Search code examples
angularbasic-authenticationx-xsrf-token

Basic authentication does not work with XSRF token interception

I am implementing a simple authentication API that is configured with Spring Boot to be accessed via Basic Auth. This is a simple GET API without any parameters used only to force the browser to trigger the authentication window:

localhost:8080/api/auth

I consume this API from my Angular 7.3.10 project, which serves at

localhost:4200

At the same time I am using anti-CSRF protection, so I handle all API calls to have an additional header for the X-XSRF-TOKEN. This is my HttpInterceptor:

export class CustomHttpInterceptor implements HttpInterceptor {
    constructor(private xsrfTokenExtractor: HttpXsrfTokenExtractor) {
    }

    intercept(req: HttpRequest<any>, next: HttpHandler): Observable<HttpEvent<any>> {
        if (req.url.startsWith(environment.apiUrl)) {
            // send request with credential options in order to be able to read cross-origin cookies
            req = req.clone({ withCredentials: true });

            // return XSRF-TOKEN in each request's header (anti-CSRF security)
            const headerName = 'X-XSRF-TOKEN';
            let token = this.xsrfTokenExtractor.getToken() as string;
            if (token !== null && !req.headers.has(headerName)) {
                req = req.clone({ headers: req.headers.set(headerName, token) });
            }
        }
        return next.handle(req);
    }
}

Now when I call the auth endpoint within my Angular app, I get to write my credentials and then I get the following error:

Access to XMLHttpRequest at 'http://localhost:8080/api/auth' from origin 'http://localhost:4200' has been blocked by CORS policy: Response to preflight request doesn't pass access control check: It does not have HTTP ok status.

There is a preflight request when interecepting my requests to add the XSRF token and this request does not hold the Basic Auth header, even though I give my credentials properly:

preflight request part 1 preflight request part 2

Now if I remove the part that adds the XSRF token from the interceptor, then the auth request works fine after I give my credentials.
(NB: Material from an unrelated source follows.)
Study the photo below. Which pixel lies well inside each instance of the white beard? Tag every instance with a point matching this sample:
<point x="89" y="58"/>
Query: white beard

Of course it does not need the XSRF token, because it is a GET request, but in the future I need to use both Basic Auth and anti-CSRF protection with POST API calls, so it is necessary to be able to make both work. Any ideas?

Solution

  • As per my comment:

    This is due to CORS configuration on the server side. It looks like the API is expecting credentials for the OPTIONS request. However, these requests are triggered by the browser and you cannot modify them to add custom headers, like you can see in your screenshot... so your server returns 401.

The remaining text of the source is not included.